Bowes has had both a varied and an influential career. After service in the Army infantry in the South Pacific and Japan during and after World War II, Bowes received a BA in economics from Stanford and then an MBA from Harvard. He was an investment banker in San Francisco for nearly three decades before founding U.S. Venture Partners in 1981. He founded and served as the first chairman and treasurer of Amgen, which would become the world's largest biotech company.
U.S. Venture Partners has played a leading role in the development of the software, health-care, and e-commerce industries, building companies such as Sun Microsystems and Applied Biosystems. It has also been one of the leading investors in Caltech start-ups, including Axiom Microdevices, Cleave Biosciences, Contour Energy Systems, and Proteolix. (For more on these companies, see "A Snapshot of Start-ups.")
In recent years, Bowes has focused his energies on philanthropy, supporting nonprofit organizations in such areas as medical research, higher education, and the environment. He has also served on numerous committees and boards for a broad range of institutions, including the Environmental Defense Fund, the San Francisco Exploratorium, the Hoover Institution, and the San Francisco Conservatory of Music.
"Bill Bowes has not only been one of the nation's pioneers in venture capital, but he has also demonstrated the effectiveness of prudent investing in philanthropy," says Caltech senior trustee William Davidow, founding partner of Mohr Davidow Ventures, a venture-capital firm based in Menlo Park. "The early experimental research that Bill is supporting today at Caltech will become the innovative entrepreneurial enterprises of tomorrow."

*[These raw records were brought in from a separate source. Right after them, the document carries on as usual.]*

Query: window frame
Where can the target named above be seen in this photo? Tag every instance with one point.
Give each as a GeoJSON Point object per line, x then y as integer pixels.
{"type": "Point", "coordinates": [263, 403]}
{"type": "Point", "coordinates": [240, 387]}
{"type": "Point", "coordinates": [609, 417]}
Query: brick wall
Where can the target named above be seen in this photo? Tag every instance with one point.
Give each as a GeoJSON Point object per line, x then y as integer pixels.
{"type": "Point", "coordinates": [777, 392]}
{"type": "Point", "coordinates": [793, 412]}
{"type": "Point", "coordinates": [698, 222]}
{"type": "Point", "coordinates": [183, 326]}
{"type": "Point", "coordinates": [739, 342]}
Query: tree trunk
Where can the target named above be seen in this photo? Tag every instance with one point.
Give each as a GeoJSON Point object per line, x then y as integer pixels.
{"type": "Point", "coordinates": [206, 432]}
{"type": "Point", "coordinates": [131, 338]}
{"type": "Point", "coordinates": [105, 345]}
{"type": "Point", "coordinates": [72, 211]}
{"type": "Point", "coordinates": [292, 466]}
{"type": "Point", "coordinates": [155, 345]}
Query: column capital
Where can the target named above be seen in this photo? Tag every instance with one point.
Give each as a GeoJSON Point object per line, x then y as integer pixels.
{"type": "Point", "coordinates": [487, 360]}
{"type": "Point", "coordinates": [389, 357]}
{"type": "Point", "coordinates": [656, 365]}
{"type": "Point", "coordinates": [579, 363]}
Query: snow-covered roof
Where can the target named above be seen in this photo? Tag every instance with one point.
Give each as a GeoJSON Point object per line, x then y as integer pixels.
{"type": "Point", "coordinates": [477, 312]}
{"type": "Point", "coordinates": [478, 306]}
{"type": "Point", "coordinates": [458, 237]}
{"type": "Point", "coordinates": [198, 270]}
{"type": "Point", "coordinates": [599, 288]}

Steve Mayo is a pioneer in protein-design technology, having been the first to design a protein on a computer and then build it in a lab. Working at the interface of theory, computation, and wet-laboratory experimentation, Mayo focuses on developing quantitative approaches to protein engineering, aiming to understand the physical and chemical determinants of protein structure, stability, and function.
His design approach has been incorporated in a suite of software programs called Comprehensive Protein Design Software, and has been applied to a variety of problems ranging from protein fold stabilization to enzyme design. The end goal, he says, is to create protein-based therapies against diseases, new ways of improving agricultural production, and other applications. Mayo has founded or cofounded several companies, including Molecular Simulations, Xencor, and Protabit.

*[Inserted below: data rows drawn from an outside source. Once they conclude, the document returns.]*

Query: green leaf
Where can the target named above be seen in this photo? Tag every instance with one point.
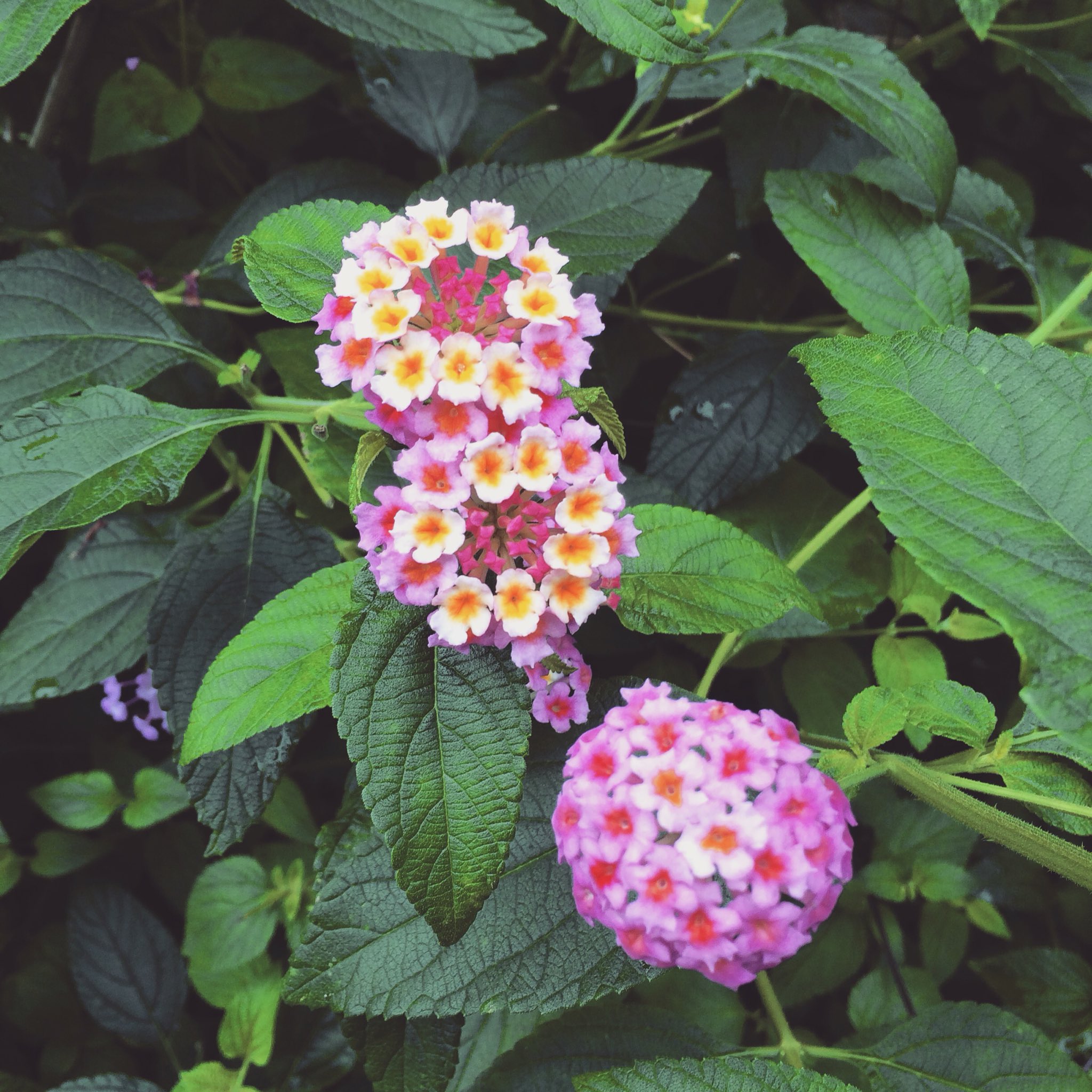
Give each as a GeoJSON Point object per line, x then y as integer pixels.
{"type": "Point", "coordinates": [821, 679]}
{"type": "Point", "coordinates": [1049, 987]}
{"type": "Point", "coordinates": [709, 1075]}
{"type": "Point", "coordinates": [439, 740]}
{"type": "Point", "coordinates": [928, 413]}
{"type": "Point", "coordinates": [1066, 74]}
{"type": "Point", "coordinates": [596, 401]}
{"type": "Point", "coordinates": [871, 86]}
{"type": "Point", "coordinates": [943, 940]}
{"type": "Point", "coordinates": [126, 966]}
{"type": "Point", "coordinates": [404, 1055]}
{"type": "Point", "coordinates": [141, 109]}
{"type": "Point", "coordinates": [256, 75]}
{"type": "Point", "coordinates": [850, 575]}
{"type": "Point", "coordinates": [228, 920]}
{"type": "Point", "coordinates": [366, 950]}
{"type": "Point", "coordinates": [886, 266]}
{"type": "Point", "coordinates": [343, 179]}
{"type": "Point", "coordinates": [215, 582]}
{"type": "Point", "coordinates": [74, 319]}
{"type": "Point", "coordinates": [902, 662]}
{"type": "Point", "coordinates": [246, 1031]}
{"type": "Point", "coordinates": [61, 852]}
{"type": "Point", "coordinates": [699, 575]}
{"type": "Point", "coordinates": [87, 619]}
{"type": "Point", "coordinates": [469, 28]}
{"type": "Point", "coordinates": [875, 1000]}
{"type": "Point", "coordinates": [644, 29]}
{"type": "Point", "coordinates": [980, 14]}
{"type": "Point", "coordinates": [829, 960]}
{"type": "Point", "coordinates": [26, 31]}
{"type": "Point", "coordinates": [79, 801]}
{"type": "Point", "coordinates": [292, 256]}
{"type": "Point", "coordinates": [971, 1049]}
{"type": "Point", "coordinates": [605, 213]}
{"type": "Point", "coordinates": [1050, 778]}
{"type": "Point", "coordinates": [734, 415]}
{"type": "Point", "coordinates": [590, 1039]}
{"type": "Point", "coordinates": [67, 463]}
{"type": "Point", "coordinates": [951, 710]}
{"type": "Point", "coordinates": [157, 795]}
{"type": "Point", "coordinates": [276, 670]}
{"type": "Point", "coordinates": [913, 591]}
{"type": "Point", "coordinates": [367, 448]}
{"type": "Point", "coordinates": [983, 220]}
{"type": "Point", "coordinates": [427, 98]}
{"type": "Point", "coordinates": [874, 717]}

Caltech has a distinguished history of discovery in the biological sciences, recognized by numerous Nobel Prizes. Over its more than 75 years, Caltech's Division of Biology has made many of the research advances that led to the biotechnology and genetic revolutions. In the past, Caltech's biologists made fundamental insights in cellular and molecular biology; today our investigators are both continuing to blaze that path of discovery and applying their knowledge to finding innovative solutions to cancer, AIDS, and other diseases.